Level 3 autonomy, the first true autonomous stage, must give the user at least 5 seconds for handover of control. AP can instantly disengage and hand over control because it's L2 semi autonomous.
I still argue that 5s is not always enough for an
inattentive driver to become attentive and gain situational awareness. 95% of the time it is but not 100%. Remember that presumably if this happens something unexpected is going on that the car can't deal with itself -- it's some kind of complex situation. And you've had your nose in a book, eyes off the road, maybe you've even fallen asleep because an L3 system doesn't have steering wheel nags. Or maybe your eyes are on the road but you're under "road hypnosis". The point being you have no idea what's happening outside the car. Maybe you've had a heart attack even.
However, the long range camera can resolve 250m which is enough for over 5 seconds at most reasonable speeds. Longer than 10 at speeds most people travel especially in suburban or urban areas. The AP2.5 radar also resolves to 250m vs 160m in prior AP.

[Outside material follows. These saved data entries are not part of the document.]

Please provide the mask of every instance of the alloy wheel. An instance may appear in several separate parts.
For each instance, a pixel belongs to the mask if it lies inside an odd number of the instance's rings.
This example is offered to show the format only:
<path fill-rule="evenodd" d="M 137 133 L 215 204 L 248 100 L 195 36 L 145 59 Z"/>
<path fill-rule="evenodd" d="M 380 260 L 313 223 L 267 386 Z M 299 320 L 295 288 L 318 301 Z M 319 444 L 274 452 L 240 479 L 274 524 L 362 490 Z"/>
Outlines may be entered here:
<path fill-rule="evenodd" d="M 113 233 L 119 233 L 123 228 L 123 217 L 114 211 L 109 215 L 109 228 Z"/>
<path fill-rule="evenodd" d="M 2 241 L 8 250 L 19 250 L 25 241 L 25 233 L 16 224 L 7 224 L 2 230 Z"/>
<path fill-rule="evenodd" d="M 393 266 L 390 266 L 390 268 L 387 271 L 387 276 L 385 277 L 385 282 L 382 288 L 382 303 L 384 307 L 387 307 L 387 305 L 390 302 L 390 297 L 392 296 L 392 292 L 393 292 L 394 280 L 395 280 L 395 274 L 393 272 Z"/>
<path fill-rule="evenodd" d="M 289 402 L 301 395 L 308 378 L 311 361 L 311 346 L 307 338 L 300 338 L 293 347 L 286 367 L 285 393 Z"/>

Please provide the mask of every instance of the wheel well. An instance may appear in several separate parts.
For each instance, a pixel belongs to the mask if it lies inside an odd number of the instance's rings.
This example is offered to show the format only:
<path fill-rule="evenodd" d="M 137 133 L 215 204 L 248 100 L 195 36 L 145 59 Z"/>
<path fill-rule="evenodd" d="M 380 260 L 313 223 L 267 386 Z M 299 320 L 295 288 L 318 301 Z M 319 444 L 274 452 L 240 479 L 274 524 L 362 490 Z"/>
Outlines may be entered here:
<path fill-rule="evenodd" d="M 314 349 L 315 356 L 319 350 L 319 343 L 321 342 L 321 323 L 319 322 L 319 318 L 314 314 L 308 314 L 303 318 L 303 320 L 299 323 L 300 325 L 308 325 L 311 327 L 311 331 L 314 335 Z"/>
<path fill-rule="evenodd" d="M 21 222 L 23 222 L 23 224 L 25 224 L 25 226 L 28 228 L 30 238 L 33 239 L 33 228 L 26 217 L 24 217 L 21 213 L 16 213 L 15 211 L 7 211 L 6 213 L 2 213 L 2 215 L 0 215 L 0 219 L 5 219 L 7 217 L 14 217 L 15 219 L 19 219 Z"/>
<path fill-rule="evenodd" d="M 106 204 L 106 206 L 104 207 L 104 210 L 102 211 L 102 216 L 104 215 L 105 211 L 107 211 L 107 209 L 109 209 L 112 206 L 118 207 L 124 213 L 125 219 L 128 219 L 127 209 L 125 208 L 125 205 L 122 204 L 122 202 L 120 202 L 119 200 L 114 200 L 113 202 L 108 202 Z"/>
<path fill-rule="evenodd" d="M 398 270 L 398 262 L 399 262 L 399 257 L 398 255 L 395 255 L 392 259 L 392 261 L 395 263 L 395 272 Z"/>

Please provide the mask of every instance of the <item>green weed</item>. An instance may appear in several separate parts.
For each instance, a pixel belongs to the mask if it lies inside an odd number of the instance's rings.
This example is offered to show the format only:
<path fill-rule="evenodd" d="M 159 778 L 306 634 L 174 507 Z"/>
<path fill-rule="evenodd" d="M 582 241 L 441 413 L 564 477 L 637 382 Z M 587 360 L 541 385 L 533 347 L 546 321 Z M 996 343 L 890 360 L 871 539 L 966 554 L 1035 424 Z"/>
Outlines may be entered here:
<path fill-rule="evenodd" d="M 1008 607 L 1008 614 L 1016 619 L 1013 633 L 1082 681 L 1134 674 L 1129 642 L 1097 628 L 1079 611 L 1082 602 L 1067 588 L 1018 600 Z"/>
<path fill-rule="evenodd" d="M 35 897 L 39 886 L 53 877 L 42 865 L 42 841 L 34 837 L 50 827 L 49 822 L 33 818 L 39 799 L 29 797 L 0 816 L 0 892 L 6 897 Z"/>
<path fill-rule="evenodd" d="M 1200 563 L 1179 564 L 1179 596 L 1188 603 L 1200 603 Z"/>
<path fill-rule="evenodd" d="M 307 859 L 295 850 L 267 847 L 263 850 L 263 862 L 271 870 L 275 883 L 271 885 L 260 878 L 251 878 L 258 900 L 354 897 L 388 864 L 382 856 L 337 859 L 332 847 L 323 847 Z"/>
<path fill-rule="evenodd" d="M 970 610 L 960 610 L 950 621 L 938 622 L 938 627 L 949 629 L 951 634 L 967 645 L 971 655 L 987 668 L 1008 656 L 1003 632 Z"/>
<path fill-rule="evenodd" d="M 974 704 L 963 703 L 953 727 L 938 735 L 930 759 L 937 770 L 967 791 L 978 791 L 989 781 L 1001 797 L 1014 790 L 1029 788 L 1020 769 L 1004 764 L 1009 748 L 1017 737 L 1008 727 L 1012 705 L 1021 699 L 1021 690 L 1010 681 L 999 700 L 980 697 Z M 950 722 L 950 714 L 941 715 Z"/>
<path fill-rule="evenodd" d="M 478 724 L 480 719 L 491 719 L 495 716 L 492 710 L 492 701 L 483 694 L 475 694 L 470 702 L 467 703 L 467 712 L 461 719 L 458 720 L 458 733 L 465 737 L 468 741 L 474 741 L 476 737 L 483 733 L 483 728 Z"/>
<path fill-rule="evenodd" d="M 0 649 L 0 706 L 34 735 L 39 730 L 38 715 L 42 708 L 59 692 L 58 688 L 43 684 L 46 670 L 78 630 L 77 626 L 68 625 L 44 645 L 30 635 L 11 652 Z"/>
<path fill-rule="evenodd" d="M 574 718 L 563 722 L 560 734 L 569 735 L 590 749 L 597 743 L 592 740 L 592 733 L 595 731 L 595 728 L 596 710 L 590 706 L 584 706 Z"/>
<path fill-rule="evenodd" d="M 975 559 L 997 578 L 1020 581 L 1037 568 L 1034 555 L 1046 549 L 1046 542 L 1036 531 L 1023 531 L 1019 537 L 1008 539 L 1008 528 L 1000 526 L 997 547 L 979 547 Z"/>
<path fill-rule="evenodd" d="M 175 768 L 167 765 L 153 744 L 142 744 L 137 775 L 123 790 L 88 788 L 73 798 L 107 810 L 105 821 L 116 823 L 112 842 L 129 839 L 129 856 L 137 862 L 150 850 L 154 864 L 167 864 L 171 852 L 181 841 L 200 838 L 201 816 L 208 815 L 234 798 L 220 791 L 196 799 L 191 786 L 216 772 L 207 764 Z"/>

What if you're cresting a hill or going around a bend? None of the sensors on board can see around corners or over hills.The car will have to react to whatever it sees when it crests the hill or rounds the bend, and it may have less than a second to do it. Not enough time to alert the driver. They can't even see
up a hill, if you're headed down into a valley, and it doesn't need to be steep for this to completely blind all of the sensors, a very gentle down slope followed by very gentle up slope will put the road after the valley out of range of both cameras and lidar -- it's just as bad as a crest in fact for the car, but not for humans -- we can swivel our cameras.
L3 systems are
hard. I would argue that even if the L3 system sees something it can't handle at the edge of its sensing range (so like Tesla's long range forward camera) where in principle it has 5s for the driver to become attentive and take over, it basically needs to handle that situation by immediately starting to pull over and come to a stop, because once you allow the driver to be inattentive you can't rely on them becoming attentive. The system must be able to come to a safe stop itself. And it might need to start executing that right away. That's not going to be a pleasant experience for the occupants. But also, things can happen much closer than the boundaries of your sensing range; they can happen right in front of you. The system needs to be able to react to that autonomously because there will be no time to alert the driver. This level of performance is possibly within reach for restricted-access highway driving in the near future, but local roads? Forget it. (And Elon has implied that "FSD" will handle local roads, without a driver in the seat even, nevermind attentive or not.)
L3 doesn't make sense. By the time we have an L3 system I would trust with my life, we will have L4 systems.
Now, on the other hand, a very good L2 system that actually enforces in a reasonable way that the driver is attentive (ahem) can save a lot of lives while we wait for L4. I think autopilot is already preventing a lot of accidents, as an L2 system. When people start treating it as an L3 system is when it starts killing people.